Spark throws java.io.IOException: Failed to rename when saving part-xxxxx.gz
It's not safe to use S3 as a direct destination of work without a "consistency layer" (Consistent EMR, or from the Apache Hadoop project itself, S3Guard), or a Special output committer designed explicitly for work with S3 (Hadoop 3.1+ "the S3A committers"). Rename is where things fail, as listing inconsistency means that the scan for files to copy may miss data, or find deleted files which it can't rename. Your stack trace looks exactly how I'd expect this to surface: job commits failing apparently at random.
Rather than go into the details, here's a video of Ryan Blue on the topic
Workaround: write to your local cluster FS then use distcp to upload to S3.
PS: for Hadoop 2.7+, switch to the s3a:// connector. It has exactly the same consistency problem without S3Guard enabled, but better performance.
The solutions in @Steve Loughran post are great. Just to add a little info to help explaining the issue.
Hadoop-2.7 uses Hadoop Commit Protocol for committing.
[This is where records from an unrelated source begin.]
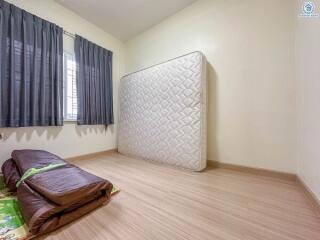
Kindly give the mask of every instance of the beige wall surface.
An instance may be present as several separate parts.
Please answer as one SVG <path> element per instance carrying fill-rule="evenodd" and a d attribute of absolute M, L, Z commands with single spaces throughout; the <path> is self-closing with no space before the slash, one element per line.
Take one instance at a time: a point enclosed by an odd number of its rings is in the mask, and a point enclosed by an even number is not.
<path fill-rule="evenodd" d="M 199 0 L 126 42 L 126 73 L 199 50 L 208 158 L 296 172 L 292 0 Z"/>
<path fill-rule="evenodd" d="M 296 2 L 298 175 L 320 200 L 320 16 L 299 17 Z"/>
<path fill-rule="evenodd" d="M 124 44 L 98 27 L 63 8 L 53 0 L 7 0 L 39 17 L 56 23 L 71 33 L 77 33 L 113 51 L 114 115 L 117 117 L 118 84 L 124 73 Z M 72 51 L 69 37 L 64 37 L 65 49 Z M 116 119 L 115 119 L 115 122 Z M 8 138 L 0 141 L 0 164 L 14 149 L 45 149 L 62 157 L 99 152 L 116 147 L 117 126 L 77 126 L 65 123 L 63 127 L 0 128 Z"/>

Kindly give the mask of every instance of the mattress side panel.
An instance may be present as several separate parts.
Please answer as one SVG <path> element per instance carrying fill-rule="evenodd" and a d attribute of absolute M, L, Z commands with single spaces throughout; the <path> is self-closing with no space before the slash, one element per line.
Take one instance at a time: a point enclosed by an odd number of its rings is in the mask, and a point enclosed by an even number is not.
<path fill-rule="evenodd" d="M 200 165 L 197 171 L 207 167 L 207 103 L 208 103 L 208 82 L 207 82 L 207 59 L 202 55 L 201 66 L 201 144 L 200 144 Z"/>

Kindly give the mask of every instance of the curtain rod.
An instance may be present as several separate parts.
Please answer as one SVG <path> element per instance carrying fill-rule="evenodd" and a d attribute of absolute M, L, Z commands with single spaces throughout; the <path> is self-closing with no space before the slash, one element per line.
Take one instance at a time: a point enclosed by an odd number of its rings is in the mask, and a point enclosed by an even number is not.
<path fill-rule="evenodd" d="M 76 37 L 76 35 L 68 32 L 68 31 L 65 31 L 65 30 L 63 30 L 63 34 L 65 34 L 65 35 L 67 35 L 67 36 L 69 36 L 69 37 L 72 37 L 72 38 L 75 38 L 75 37 Z"/>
When Spark saves result to S3, it actually saves temporary result to S3 first and make it visible by renaming it when job succeeds (reason and detail can be found in this great doc). However, S3 is an object store and does not have real "rename"; it copy the data to target object, then delete original object.
S3 is "eventually consistent", which means the delete operation could happen before copy is fully synced. When this happens, the rename would fail.
In my cases, this was only triggered in some chained jobs. I haven't seen this in simple save job.